Acontece que Great Yarmouth - Provisional Figures se demarca, ponto por ponto, de outro poderoso discurso cultural que leva a considerar que o efeito de real mais "transparente" (e, nessa medida, inquestionável) está nos dispositivos televisivos que se dizem realistas - incluindo o repórter a encher o ecrã com uma paisagem em ruínas a legitimar o seu dizer e, claro, a obscenidade do Big Brother que, há mais de 20 anos, se promove como janela indiscreta (peço desculpa pelo trocadilho cinéfilo...) para "a vida como ela é".

"O novo filme de Marco Martins convoca-nos para aquilo que é, ou pode ser, um realismo genuinamente cinematográfico."

Aliás, nas páginas de quinta-feira do DN sobre as estreias de cinema, a minha referência ao realismo britânico como modelo simbólico de Great Yarmouth - Provisional Figures pode atrair um equívoco que importa dissipar. Assim, não há "um" realismo, mas sim uma multiplicidade de registos e narrativas que se desenvolvem em nome de alguma vontade realista. Lembremos apenas a herança de um cineasta que, como poucos, pensou estas questões: o realismo que Roberto Rosselini desenvolve em Viagem a Itália (1954) está longe de ser uma mera duplicação das matrizes que distinguem o seu Roma, Cidade Aberta (1945).

O realismo de Marco Martins enraíza-se numa paixão radical pelos atores - o labor do elenco de Great Yarmouth - Provisional Figures, liderado por Beatriz Batarda, é a expressão cristalina dessa paixão. A sua vibração não pode ser desligada da obsessiva encenação (realista, precisamente) de todas as matérias, da crueza do sangue às rugas dos rostos, neste caso através da prodigiosa direção fotográfica de João Ribeiro.

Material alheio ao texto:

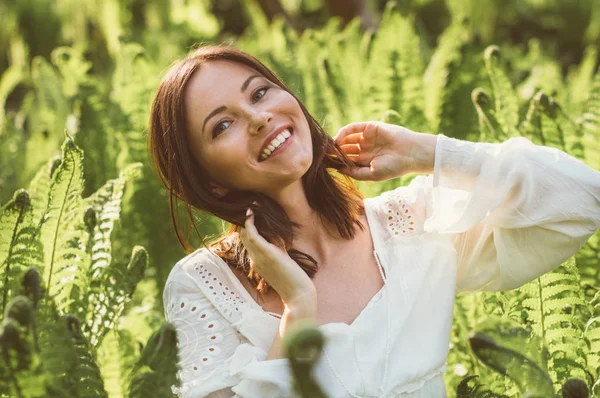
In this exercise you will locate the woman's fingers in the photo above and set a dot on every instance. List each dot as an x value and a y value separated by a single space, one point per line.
351 149
355 128
357 138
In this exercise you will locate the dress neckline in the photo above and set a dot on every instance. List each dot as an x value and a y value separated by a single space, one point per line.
374 233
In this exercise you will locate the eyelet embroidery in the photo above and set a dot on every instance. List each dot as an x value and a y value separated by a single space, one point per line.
227 301
400 218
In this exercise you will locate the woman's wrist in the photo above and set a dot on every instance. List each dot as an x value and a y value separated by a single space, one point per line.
423 153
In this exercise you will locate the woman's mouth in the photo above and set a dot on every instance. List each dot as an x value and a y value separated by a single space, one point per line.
267 154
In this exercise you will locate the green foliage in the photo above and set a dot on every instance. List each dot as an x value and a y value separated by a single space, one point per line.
63 292
103 245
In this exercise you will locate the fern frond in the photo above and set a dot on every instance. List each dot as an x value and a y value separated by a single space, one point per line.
507 105
86 371
8 81
65 258
116 358
112 293
550 309
489 128
590 121
20 247
156 370
446 57
104 206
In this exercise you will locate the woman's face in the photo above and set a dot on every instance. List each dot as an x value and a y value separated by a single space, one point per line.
231 113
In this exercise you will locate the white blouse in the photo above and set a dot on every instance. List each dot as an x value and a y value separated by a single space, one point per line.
491 217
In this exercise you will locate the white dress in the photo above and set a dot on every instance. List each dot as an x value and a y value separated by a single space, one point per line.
490 217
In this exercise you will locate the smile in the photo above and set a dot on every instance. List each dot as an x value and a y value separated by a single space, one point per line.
282 147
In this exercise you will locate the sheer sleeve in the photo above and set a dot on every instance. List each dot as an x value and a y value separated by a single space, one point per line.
514 210
216 358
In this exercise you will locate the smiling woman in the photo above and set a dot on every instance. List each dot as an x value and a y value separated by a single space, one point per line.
214 114
489 217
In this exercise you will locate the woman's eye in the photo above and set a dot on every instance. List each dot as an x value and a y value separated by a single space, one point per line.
261 89
217 131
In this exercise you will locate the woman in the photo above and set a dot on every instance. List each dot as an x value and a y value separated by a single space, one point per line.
377 276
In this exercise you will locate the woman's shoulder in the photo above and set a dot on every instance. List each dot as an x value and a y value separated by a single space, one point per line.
401 211
188 266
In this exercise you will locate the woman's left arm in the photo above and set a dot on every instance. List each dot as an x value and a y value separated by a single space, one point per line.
514 210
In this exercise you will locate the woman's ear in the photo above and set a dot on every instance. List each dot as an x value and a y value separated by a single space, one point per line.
218 190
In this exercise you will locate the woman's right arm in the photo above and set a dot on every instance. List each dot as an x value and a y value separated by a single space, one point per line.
301 309
219 356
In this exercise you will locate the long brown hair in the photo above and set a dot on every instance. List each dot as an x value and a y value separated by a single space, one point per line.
336 200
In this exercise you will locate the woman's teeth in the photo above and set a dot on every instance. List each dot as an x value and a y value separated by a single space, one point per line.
277 141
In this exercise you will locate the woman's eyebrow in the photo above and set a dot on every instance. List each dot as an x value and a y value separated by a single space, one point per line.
223 108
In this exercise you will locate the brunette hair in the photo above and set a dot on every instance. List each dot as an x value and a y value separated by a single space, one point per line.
337 201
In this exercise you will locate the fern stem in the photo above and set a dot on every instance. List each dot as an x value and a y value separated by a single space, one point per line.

Se tivermos alguma disponibilidade mental, saberemos reconhecer que o filme de Marco Martins não é um caso isolado na história recente do cinema português. Somos, assim, convocados para olhar o mundo como um vulcão de gente e objetos que resistem à formatação (figurativa e ideológica) das culturas dominantes - como crítico de cinema, atrevo-me mesmo a pensar que a diversificação social dos nossos olhares é mais importante do que organizar um Mundial de Futebol.